Thank you for posting my reply to Paul Ewald. I would like to draw your attention to an exchange of letters in The New Republic between Marc Lipsitch/Carl Bergstrom and Wendy Orent on the same subject, Paul Ewald's scientific theories. For the record, I am neither Marc nor his co-author Carl Bergstrom. I know Marc (but he doesn't know me as Revere) since we both do mathematical modeling. I don't know Carl. Lipsitch and Bergstrom refer to Ewald's work as based on fringe scientific arguments, which I acknowledge does not make him a fringe figure. On the other hand, his claim that so many diseases are actually microbial in origin, does make him a fringe figure. Few accept this. It doesn't make him wrong. It makes him a fringe figure, for which his own manner has much to blame. He makes sweeping, immodest claims which also accuse everyone else of being wrong.

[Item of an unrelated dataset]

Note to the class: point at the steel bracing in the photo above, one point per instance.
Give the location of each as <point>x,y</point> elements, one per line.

Consider this blurb for Ewalds's book, Plague Time:
So what will the decisive medical technologies of the future be, if it is indeed accepted that many chronic illnesses are caused by infection? The author believes that, "Vaccines, antimicrobials, and hygienic improvements may control most heart disease, infertility, mental illnesses, and cancers, especially if these solutions are used not just to decimate pathogens but also to direct the evolution of the causative microbes."
I am an environmental epidemiologist, so I'm sympathetic to the general thesis that improvements in the environment are superior public health practice to individually directed medical care. I doubt, however, that the sweeping thesis that Ewald trumpets will be sustained, but even if it is at some time in the future, it certainly qualifies at this point to being on the fringe. The far fringe.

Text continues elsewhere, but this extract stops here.